Success in this role is measured by reduced repeat incidents, improved mean time to resolution (MTTR), stronger change controls, and clear executive-level communication during high-impact outages. This individual will operate as an Incident Commander during major events and will help formalize Problem Management processes in a growing, evolving IT environment.
Responsibilities:
- Lead enterprise-wide incident management for Severity 1 3 incidents across infrastructure, cloud, identity, security, and applications.
- Act as Incident Commander during major outages, coordinating cross-functional technical teams and vendors to restore services quickly and effectively.
- Conduct structured Root Cause Analysis (RCA) and post-incident reviews (PIRs) using formal methodologies (e.g., 5 Whys, Fishbone, Fault Tree).
- Own the Problem Management lifecycle, identifying recurring issues and driving permanent corrective actions.
- Partner with infrastructure, cloud, application, and security teams to reduce change-related incidents and improve production readiness.
- Participate in daily operational readouts and provide executive-ready communications regarding system health, impact analysis, and resolution status.
- Track and report on key operational metrics, including MTTR, MTTA, repeat incident rates, change-related incidents, and problem backlog aging.
- Support and mature ITSM processes, including incident, problem, and change management workflows.
- Help define and document SOPs, playbooks, escalation paths, and governance standards in a developing process environment.
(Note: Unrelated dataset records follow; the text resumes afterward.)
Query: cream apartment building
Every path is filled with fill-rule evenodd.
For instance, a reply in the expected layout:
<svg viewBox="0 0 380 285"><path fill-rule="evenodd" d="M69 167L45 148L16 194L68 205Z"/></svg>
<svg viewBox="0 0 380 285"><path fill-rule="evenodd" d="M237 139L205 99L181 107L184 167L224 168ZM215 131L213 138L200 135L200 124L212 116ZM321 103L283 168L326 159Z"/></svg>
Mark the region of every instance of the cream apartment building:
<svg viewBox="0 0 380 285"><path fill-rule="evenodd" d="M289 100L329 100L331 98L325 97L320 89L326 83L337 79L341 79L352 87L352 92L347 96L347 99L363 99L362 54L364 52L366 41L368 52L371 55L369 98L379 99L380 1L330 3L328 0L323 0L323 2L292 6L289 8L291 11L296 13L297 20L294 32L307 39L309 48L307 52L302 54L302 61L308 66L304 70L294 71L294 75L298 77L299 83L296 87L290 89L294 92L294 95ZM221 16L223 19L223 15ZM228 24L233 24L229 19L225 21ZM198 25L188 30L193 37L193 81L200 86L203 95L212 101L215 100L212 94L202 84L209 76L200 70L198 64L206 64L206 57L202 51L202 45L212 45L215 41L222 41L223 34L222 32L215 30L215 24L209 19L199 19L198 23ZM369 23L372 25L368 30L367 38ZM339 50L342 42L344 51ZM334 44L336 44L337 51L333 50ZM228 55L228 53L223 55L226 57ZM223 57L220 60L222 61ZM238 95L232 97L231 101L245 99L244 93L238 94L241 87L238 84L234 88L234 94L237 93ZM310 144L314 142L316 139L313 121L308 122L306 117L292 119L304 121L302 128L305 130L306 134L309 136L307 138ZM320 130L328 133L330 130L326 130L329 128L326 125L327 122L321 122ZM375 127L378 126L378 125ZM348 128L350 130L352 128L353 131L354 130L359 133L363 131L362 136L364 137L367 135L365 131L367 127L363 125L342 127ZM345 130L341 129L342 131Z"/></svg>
- Ensure operational risks are identified, communicated, and mitigated in alignment with compliance and security expectations.
Required Skills & Experience:
- 8+ years of progressive experience in IT operations, infrastructure, cloud operations, or enterprise production environments.
- Proven experience leading major incident response efforts in enterprise environments.
- Hands-on experience conducting structured Root Cause Analysis and post-incident reviews.
- Strong technical background in enterprise infrastructure (networking, compute, storage, virtualization).
- Experience supporting Azure and/or AWS cloud environments.
- Strong familiarity with Microsoft 365 and identity platforms (Active Directory, Entra ID, MFA, SSO).
- Working knowledge of security tooling (SIEM, EDR, vulnerability management) and monitoring/observability platforms.
- Experience with ITSM platforms (e.g., EasyVista, ServiceNow, Jira Service Management, BMC, or similar).
- Strong written and verbal communication skills, with the ability to deliver executive-level incident communications.
- Demonstrated ability to operate independently, prioritize effectively, and manage high-pressure situations.
Preferred Qualifications:
- Experience building or maturing Problem Management processes from the ground up.
- ITIL certification or strong familiarity with ITIL concepts.
- Experience correlating change management events to incident trends.
- Background in regulated or compliance-driven industries (e.g., utilities, energy, finance).
- Experience working in environments with identity-heavy or access-controlled systems.